The authors report on the application of residual bootstrap q-ball fiber tracking for routine mapping of potentially functional language pathways, the development of a system for rating tract injury to evaluate the impact on clinically assessed language function, and initial results predicting long-term language deficits following glioma resection.

METHODS

The authors have developed methods for the segmentation of 8 putative language pathways including dorsal phonological pathways and ventral semantic streams using residual bootstrap q-ball fiber tracking. Furthermore, they have implemented clinically feasible preoperative acquisition and processing of HARDI data to delineate these pathways for neurosurgical application. They have also developed a rating scale based on the altered fiber tract density to estimate the degree of pathway injury, applying these ratings to a subset of 35 patients with pre- and postoperative fiber tracking. The relationships between specific pathways and clinical language deficits were assessed to determine which pathways are predictive of long-term language deficits following surgery.

RESULTS

This tracking methodology has been routinely implemented for preoperative mapping in patients with brain gliomas who have undergone awake brain tumor resection at the University of California, San Francisco (more than 300 patients to date). In this particular study the authors investigated the white matter structure status and language correlation in a subcohort of 35 subjects both pre- and postsurgery.
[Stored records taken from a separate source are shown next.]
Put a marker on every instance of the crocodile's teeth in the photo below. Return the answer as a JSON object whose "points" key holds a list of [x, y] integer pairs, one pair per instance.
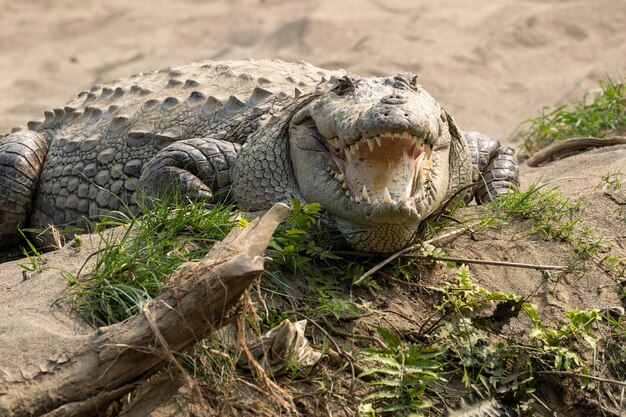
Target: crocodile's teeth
{"points": [[387, 196], [364, 193], [348, 153]]}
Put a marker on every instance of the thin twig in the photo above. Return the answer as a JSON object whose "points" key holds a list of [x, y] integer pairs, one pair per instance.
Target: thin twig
{"points": [[581, 376], [406, 250], [488, 262], [338, 350]]}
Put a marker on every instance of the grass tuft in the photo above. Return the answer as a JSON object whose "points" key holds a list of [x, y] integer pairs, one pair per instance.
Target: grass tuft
{"points": [[604, 114], [132, 268]]}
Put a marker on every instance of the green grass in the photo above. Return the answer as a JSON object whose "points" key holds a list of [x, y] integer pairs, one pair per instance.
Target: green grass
{"points": [[605, 114], [132, 268]]}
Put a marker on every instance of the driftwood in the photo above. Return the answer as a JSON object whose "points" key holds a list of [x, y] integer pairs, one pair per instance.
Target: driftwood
{"points": [[558, 149], [117, 359]]}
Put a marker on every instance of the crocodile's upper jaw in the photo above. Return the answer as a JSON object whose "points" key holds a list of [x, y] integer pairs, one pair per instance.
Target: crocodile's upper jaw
{"points": [[376, 158]]}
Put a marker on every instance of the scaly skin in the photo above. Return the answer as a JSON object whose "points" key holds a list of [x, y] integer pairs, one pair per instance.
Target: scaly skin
{"points": [[379, 154]]}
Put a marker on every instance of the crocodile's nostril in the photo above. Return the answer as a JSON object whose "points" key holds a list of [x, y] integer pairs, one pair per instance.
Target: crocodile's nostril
{"points": [[394, 99]]}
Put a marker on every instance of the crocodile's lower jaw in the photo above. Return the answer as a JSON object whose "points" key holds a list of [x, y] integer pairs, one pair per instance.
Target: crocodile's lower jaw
{"points": [[386, 169], [386, 238]]}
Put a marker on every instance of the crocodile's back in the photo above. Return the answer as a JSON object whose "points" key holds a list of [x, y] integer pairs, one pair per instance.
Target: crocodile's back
{"points": [[100, 141]]}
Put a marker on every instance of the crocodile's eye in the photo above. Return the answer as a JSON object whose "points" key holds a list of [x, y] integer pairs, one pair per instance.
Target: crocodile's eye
{"points": [[344, 85]]}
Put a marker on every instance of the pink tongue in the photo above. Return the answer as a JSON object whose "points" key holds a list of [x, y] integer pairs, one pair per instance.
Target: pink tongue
{"points": [[388, 166]]}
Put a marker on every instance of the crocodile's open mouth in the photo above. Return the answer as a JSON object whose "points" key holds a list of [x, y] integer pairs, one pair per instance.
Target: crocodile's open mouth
{"points": [[385, 169]]}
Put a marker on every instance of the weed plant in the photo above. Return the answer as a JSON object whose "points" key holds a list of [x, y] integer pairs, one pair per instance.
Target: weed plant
{"points": [[604, 114], [133, 265]]}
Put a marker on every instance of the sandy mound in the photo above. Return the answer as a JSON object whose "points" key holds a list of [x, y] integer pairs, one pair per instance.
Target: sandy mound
{"points": [[491, 64], [49, 332]]}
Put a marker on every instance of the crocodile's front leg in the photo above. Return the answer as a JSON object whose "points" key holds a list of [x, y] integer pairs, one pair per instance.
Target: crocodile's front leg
{"points": [[22, 155], [196, 168], [495, 167]]}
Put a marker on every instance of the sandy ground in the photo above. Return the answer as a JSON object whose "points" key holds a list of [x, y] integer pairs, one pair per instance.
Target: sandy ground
{"points": [[491, 64]]}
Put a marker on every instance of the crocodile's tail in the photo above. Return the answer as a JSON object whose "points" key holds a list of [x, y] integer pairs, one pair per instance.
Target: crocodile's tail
{"points": [[22, 154]]}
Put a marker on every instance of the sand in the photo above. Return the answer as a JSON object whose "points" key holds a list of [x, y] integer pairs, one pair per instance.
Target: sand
{"points": [[491, 64]]}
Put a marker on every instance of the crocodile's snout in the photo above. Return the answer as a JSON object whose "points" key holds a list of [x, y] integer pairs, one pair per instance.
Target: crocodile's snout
{"points": [[388, 118], [394, 99]]}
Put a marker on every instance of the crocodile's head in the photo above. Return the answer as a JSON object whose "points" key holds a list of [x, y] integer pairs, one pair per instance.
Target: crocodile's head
{"points": [[376, 153]]}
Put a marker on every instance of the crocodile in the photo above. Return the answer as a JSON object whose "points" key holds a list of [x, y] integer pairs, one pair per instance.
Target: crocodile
{"points": [[379, 154]]}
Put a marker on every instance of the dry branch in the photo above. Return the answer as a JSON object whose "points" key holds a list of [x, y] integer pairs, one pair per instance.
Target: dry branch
{"points": [[116, 359]]}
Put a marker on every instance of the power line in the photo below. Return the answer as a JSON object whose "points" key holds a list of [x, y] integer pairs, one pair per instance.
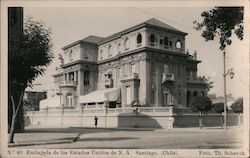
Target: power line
{"points": [[140, 10]]}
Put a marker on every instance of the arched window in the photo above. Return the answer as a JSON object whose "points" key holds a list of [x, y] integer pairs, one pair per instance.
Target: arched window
{"points": [[110, 50], [101, 54], [126, 44], [139, 38], [166, 41], [152, 38]]}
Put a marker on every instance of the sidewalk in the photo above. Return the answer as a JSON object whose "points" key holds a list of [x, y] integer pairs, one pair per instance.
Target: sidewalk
{"points": [[55, 135]]}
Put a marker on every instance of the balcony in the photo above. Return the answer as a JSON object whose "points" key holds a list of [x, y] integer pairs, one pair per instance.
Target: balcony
{"points": [[108, 83], [196, 80], [167, 77], [68, 84]]}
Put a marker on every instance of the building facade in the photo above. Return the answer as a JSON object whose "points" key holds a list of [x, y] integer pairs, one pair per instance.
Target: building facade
{"points": [[32, 98], [144, 65]]}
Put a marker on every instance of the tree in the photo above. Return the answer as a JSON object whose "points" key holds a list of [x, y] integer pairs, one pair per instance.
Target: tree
{"points": [[237, 107], [30, 61], [221, 21], [201, 104], [219, 108]]}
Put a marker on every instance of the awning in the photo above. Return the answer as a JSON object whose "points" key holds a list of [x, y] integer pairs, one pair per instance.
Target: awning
{"points": [[109, 94]]}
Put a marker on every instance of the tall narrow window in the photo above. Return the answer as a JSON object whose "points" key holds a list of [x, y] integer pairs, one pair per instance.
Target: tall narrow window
{"points": [[139, 39], [101, 54], [128, 95], [126, 44], [179, 70], [109, 51], [166, 68], [153, 97], [71, 76], [69, 102], [166, 41], [152, 38], [119, 72], [119, 48], [86, 77], [179, 98], [153, 67], [133, 68], [71, 55]]}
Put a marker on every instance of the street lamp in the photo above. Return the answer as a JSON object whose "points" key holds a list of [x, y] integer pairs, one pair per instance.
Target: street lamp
{"points": [[60, 94], [231, 75], [106, 109]]}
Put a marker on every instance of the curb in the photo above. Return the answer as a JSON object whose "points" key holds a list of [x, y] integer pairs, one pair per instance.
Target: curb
{"points": [[46, 143]]}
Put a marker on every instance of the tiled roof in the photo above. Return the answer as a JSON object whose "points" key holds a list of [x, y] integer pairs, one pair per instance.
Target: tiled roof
{"points": [[159, 23], [92, 39], [151, 22], [89, 39]]}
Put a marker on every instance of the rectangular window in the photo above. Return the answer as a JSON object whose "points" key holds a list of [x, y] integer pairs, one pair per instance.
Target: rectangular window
{"points": [[166, 68], [128, 95], [179, 98], [71, 76], [86, 77], [179, 70], [152, 67], [119, 72], [153, 97], [133, 68]]}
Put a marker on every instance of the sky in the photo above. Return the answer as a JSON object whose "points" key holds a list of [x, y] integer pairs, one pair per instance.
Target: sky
{"points": [[71, 24]]}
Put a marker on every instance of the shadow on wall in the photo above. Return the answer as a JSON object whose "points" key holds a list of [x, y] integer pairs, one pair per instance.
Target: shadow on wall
{"points": [[139, 120]]}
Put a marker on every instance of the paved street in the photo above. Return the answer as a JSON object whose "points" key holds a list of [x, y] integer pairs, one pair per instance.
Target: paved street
{"points": [[179, 138]]}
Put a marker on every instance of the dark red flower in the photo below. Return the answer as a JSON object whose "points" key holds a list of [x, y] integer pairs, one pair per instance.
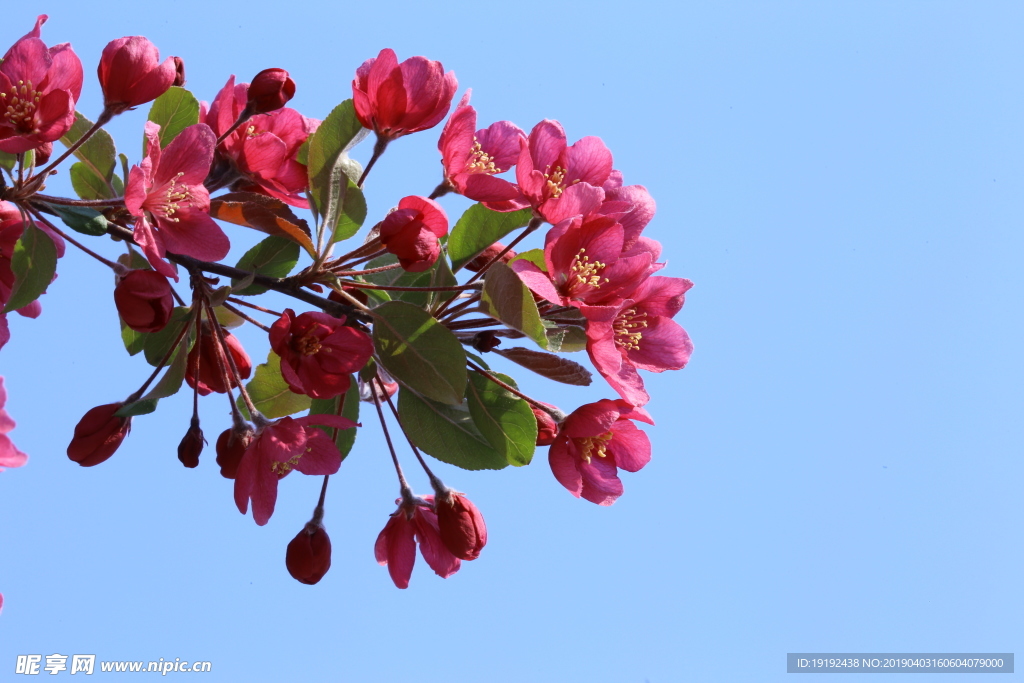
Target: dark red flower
{"points": [[461, 525], [98, 434], [412, 230], [143, 300], [318, 352], [308, 555], [130, 73], [396, 99], [214, 370], [270, 89]]}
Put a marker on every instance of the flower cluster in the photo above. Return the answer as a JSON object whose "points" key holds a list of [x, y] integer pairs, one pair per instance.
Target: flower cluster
{"points": [[390, 322]]}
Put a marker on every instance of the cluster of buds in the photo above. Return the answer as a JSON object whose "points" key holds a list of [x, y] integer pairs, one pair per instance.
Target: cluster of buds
{"points": [[391, 317]]}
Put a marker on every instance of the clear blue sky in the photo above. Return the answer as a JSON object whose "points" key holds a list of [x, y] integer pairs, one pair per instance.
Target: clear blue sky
{"points": [[839, 468]]}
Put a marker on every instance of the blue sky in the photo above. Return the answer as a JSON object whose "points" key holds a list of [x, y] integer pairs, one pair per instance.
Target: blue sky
{"points": [[838, 469]]}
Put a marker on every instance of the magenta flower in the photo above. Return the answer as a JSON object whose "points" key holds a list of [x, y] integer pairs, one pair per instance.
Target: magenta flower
{"points": [[412, 230], [639, 333], [165, 193], [278, 449], [593, 443], [394, 99], [318, 352], [38, 89], [414, 522], [130, 73], [561, 181], [9, 455], [472, 159], [264, 150]]}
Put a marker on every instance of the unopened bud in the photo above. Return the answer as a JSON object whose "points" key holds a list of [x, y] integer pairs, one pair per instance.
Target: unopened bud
{"points": [[98, 434], [308, 555], [461, 525], [270, 90]]}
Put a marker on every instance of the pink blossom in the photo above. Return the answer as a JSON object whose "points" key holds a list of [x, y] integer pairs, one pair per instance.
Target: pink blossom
{"points": [[558, 180], [394, 99], [278, 449], [165, 193], [593, 443], [9, 455], [413, 522], [263, 150], [471, 160], [38, 89], [639, 333]]}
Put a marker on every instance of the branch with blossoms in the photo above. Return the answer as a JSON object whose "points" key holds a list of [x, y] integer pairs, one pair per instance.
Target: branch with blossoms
{"points": [[421, 318]]}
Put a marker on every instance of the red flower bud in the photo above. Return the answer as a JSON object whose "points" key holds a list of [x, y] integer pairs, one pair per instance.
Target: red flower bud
{"points": [[179, 72], [231, 445], [98, 434], [192, 445], [143, 300], [487, 254], [412, 230], [461, 525], [130, 73], [214, 370], [308, 555], [270, 90], [547, 428]]}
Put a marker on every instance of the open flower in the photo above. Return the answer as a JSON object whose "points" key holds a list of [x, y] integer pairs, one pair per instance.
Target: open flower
{"points": [[596, 440], [639, 333], [394, 99], [130, 73], [9, 455], [472, 159], [318, 352], [165, 193], [38, 89], [414, 522], [278, 449]]}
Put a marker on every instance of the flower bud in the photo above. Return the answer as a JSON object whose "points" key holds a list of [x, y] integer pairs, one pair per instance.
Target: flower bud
{"points": [[270, 90], [461, 525], [192, 445], [143, 300], [308, 555], [484, 257], [547, 428], [231, 445], [131, 74], [98, 434]]}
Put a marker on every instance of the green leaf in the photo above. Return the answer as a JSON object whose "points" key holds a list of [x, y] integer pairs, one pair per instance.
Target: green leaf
{"points": [[506, 298], [419, 351], [81, 219], [174, 111], [548, 365], [97, 159], [505, 420], [446, 432], [478, 228], [273, 257], [349, 409], [34, 262], [270, 393], [329, 168], [535, 256], [157, 344]]}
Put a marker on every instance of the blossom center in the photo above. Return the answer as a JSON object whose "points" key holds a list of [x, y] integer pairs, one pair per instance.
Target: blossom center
{"points": [[168, 200], [19, 107], [594, 445], [627, 328], [480, 161], [307, 345]]}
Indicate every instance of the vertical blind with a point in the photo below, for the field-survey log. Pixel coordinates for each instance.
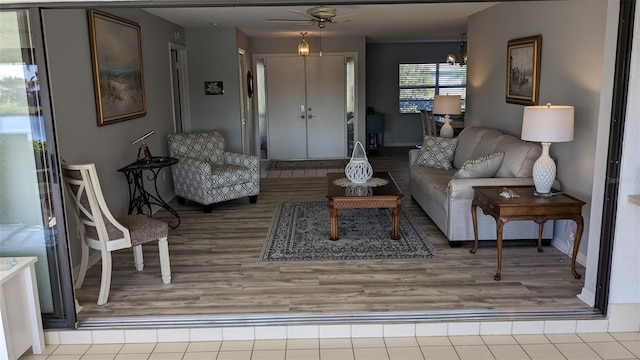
(419, 83)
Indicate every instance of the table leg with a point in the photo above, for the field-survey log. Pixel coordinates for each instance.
(576, 244)
(333, 214)
(540, 228)
(499, 228)
(395, 226)
(474, 217)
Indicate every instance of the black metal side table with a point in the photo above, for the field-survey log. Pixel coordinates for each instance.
(139, 198)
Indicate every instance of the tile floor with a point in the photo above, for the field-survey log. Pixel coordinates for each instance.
(581, 346)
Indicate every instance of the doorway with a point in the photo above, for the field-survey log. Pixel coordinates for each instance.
(306, 106)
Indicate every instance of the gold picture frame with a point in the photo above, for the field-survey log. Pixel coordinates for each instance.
(523, 70)
(116, 56)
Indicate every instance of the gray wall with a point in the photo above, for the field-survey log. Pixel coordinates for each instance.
(213, 56)
(382, 85)
(80, 140)
(574, 71)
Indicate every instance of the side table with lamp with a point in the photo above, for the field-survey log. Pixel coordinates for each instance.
(547, 124)
(447, 105)
(140, 199)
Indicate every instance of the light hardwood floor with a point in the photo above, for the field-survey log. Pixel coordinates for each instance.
(214, 261)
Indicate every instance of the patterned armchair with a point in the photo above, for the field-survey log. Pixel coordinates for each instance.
(206, 174)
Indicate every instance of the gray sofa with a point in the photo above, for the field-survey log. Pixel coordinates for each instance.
(447, 200)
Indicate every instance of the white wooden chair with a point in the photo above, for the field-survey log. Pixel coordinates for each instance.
(99, 230)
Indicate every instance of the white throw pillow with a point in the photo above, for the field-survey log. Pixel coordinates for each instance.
(482, 167)
(437, 152)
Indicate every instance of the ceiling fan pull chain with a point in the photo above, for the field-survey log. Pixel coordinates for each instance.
(321, 42)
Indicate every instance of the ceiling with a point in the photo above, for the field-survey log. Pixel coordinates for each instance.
(391, 23)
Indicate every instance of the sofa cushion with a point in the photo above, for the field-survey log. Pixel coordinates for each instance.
(480, 167)
(519, 157)
(437, 152)
(467, 141)
(487, 145)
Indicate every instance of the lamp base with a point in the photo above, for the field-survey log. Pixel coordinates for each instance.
(544, 171)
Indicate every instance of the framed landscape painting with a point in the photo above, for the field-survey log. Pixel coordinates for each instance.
(523, 70)
(116, 55)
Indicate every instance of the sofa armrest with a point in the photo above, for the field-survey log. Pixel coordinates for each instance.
(239, 159)
(413, 156)
(463, 188)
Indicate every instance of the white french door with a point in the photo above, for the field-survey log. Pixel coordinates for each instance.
(326, 109)
(306, 107)
(286, 108)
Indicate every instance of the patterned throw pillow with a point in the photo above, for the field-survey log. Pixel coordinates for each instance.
(437, 152)
(483, 167)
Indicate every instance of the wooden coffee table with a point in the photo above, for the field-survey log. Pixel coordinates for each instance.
(525, 207)
(385, 196)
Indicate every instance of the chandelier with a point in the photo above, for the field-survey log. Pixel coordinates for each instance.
(303, 47)
(462, 55)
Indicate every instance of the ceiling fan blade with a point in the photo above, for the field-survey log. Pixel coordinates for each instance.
(349, 17)
(289, 20)
(301, 14)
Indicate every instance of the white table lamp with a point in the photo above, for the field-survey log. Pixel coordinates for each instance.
(446, 105)
(546, 124)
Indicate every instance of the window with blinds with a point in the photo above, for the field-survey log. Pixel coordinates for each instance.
(419, 83)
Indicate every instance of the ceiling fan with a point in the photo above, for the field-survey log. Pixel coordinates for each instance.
(321, 15)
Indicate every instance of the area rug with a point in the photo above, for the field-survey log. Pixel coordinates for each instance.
(307, 164)
(300, 232)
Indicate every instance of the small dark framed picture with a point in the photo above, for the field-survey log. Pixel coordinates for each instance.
(523, 70)
(213, 88)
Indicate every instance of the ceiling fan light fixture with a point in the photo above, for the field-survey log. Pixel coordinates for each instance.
(303, 47)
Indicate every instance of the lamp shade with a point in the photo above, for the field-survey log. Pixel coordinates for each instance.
(547, 123)
(446, 104)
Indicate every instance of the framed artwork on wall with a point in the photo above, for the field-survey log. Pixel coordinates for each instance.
(116, 56)
(213, 88)
(523, 70)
The rating scales developed for fiber pathway damage were found to be highly reproducible and provided significant correlations with language performance. Preservation of the left arcuate fasciculus (AF) and the temporoparietal component of the superior longitudinal fasciculus (SLF-tp) was consistent in all patients without language deficits (p < 0.001) at the long-term follow-up. Furthermore, in patients with short-term language deficits, the AF and/or SLF-tp were affected, and damage to these 2 pathways was predictive of a long-term language deficit (p = 0.005).

CONCLUSIONS

The authors demonstrated the successful application of q-ball tracking in presurgical planning for language pathways in brain tumor patients and in assessing white matter tract integrity postoperatively to predict long-term language dysfunction. These initial results predicting long-term language deficits following tumor resection indicate that postoperative injury to dorsal language pathways may be prognostic for long-term clinical language deficits.

Study results suggest the importance of dorsal stream tract preservation to reduce language deficits in patients undergoing glioma resection, as well as the potential prognostic value of assessing postoperative injury to dorsal language pathways to predict long-term clinical language deficits.